今回ご紹介するのは荻原規子さん作の日本古代のような世界を舞台にしたファンタジー小説

「空色勾玉」「白鳥異伝」「薄紅天女」の3作からなる、いわゆる「勾玉三部作」です。


空色勾玉
荻原 規子
徳間書店
1996-07-01


白鳥異伝
荻原 規子
徳間書店
1996-07-01


薄紅天女
荻原 規子
徳間書店
1996-08-01






世の中に「ファンタジー小説」というものは数多くありますが、その中で「和風ファンタジー」の割合は、そう多くはありません。

さらにその「和風ファンタジー」も時代で見れば平安時代(以降)が主で、古代を扱ったファンタジーというものは意外と少ないのです。

(古代になると「和風ファンタジー」というより「倭風ファンタジー」の方がしっくり来る気もしますが、そんなジャンルはたぶん存在しないので「和風ファンタジー」で通します。)

個人的には日本の古代な魅力的な八百万の神々アリ、まだ謎が多く残された時代であるがゆえのロマンがたくさんアリで、かなり魅力的な時代だと思うのですが……。

まぁ、ともかくそんな日本の古代を舞台にした和風ファンタジー小説の中でも群を抜いて面白いのが、この「勾玉三部作」なのです。

この作品は初めは現ベネッセである福武書店から児童文学として出版されたもので、ボリューム(文章量)はかなりのものですが、児童文学であるがゆえにとても読みやすい物語になっています。
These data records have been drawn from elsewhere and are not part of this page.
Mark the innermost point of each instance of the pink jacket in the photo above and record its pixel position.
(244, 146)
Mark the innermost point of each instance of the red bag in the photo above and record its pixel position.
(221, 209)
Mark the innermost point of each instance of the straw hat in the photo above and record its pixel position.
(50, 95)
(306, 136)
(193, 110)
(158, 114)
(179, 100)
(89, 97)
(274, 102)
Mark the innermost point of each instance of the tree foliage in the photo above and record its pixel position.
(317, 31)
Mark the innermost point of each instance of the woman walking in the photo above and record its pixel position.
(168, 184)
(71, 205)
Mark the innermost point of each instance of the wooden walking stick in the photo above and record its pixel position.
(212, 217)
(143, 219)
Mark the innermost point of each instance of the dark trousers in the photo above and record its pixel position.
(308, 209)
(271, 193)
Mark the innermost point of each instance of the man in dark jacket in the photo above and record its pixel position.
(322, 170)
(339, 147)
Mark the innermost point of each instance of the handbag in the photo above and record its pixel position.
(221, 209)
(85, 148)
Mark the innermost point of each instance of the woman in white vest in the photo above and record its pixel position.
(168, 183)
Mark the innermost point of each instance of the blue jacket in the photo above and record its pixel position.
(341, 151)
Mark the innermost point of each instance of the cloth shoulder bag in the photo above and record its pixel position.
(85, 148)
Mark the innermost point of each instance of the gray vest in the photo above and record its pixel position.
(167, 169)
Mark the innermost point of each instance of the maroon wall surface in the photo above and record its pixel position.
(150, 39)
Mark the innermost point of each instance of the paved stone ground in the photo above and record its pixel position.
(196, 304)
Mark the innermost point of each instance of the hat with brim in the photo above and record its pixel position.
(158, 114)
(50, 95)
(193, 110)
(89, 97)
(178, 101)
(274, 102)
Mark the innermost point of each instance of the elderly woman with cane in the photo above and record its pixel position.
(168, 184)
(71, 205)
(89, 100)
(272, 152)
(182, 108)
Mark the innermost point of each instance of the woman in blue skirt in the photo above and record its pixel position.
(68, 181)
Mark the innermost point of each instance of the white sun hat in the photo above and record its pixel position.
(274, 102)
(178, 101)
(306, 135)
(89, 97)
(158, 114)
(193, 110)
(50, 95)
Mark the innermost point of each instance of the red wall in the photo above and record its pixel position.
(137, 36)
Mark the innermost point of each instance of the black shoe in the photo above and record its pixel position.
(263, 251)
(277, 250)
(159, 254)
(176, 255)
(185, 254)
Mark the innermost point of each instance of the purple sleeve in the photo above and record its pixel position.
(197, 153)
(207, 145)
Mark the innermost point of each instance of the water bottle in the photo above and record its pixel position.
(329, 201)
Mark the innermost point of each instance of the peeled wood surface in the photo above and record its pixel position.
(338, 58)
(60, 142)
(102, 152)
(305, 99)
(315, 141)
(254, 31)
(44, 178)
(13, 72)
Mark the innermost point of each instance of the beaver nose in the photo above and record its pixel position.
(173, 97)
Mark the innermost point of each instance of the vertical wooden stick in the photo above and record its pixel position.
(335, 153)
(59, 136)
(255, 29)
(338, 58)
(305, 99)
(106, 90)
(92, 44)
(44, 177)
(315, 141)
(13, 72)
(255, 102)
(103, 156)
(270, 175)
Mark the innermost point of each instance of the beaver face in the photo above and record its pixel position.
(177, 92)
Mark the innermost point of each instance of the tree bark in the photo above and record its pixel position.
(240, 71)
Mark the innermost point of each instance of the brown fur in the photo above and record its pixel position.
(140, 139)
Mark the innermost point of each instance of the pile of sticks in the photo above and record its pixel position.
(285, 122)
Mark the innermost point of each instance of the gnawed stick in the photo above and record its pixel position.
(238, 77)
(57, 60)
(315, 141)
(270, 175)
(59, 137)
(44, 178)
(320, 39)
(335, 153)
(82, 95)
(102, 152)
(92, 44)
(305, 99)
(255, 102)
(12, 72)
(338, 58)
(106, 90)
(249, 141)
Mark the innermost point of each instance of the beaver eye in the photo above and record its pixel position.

しかしながら読んでいてドキドキ・ハラハラするサスペンス性、予想を裏切る意外なストーリー展開は大人、それもミステリー好きな大人でも充分楽しめるものです。

さらにそこに日本神話ベースのファンタジー要素が加わることで、物語に神秘的な深淵さをプラスしているのです。 三部作は世界観や勾玉というキー・アイテムは共通しているものの、時代が異なる独立した3つの物語になっていますので、それぞれ単独でお読みいただいても充分楽しめます。

(三部作通して読んでいただくと、さらに“深く”楽しめますが。)

神名などはオリジナルのものになっていますが、日本神話ベースですので、古事記・日本書紀がお好きな方なら思わずニヤリとしてしまうような神様・キャラクターも出て来ます。

また、そうでない方でも、日本の古代に思いを馳せられる貴重なファンタジー作品ですので、興味をお持ちの方はぜひ読んでみてください。

夏休みの読書にも最適です!

ちなみに管理人が始めてネット上に発表した小説(「花咲く夜に君の名を呼ぶ」)も日本の古代と日本神話(風土記含む。←と言うより常陸国風土記がベース)をモチーフにした和風ファンタジーですが、気づけば勾玉三部作とは全く違う出来になっています。

(悪い意味ではありませんが…。)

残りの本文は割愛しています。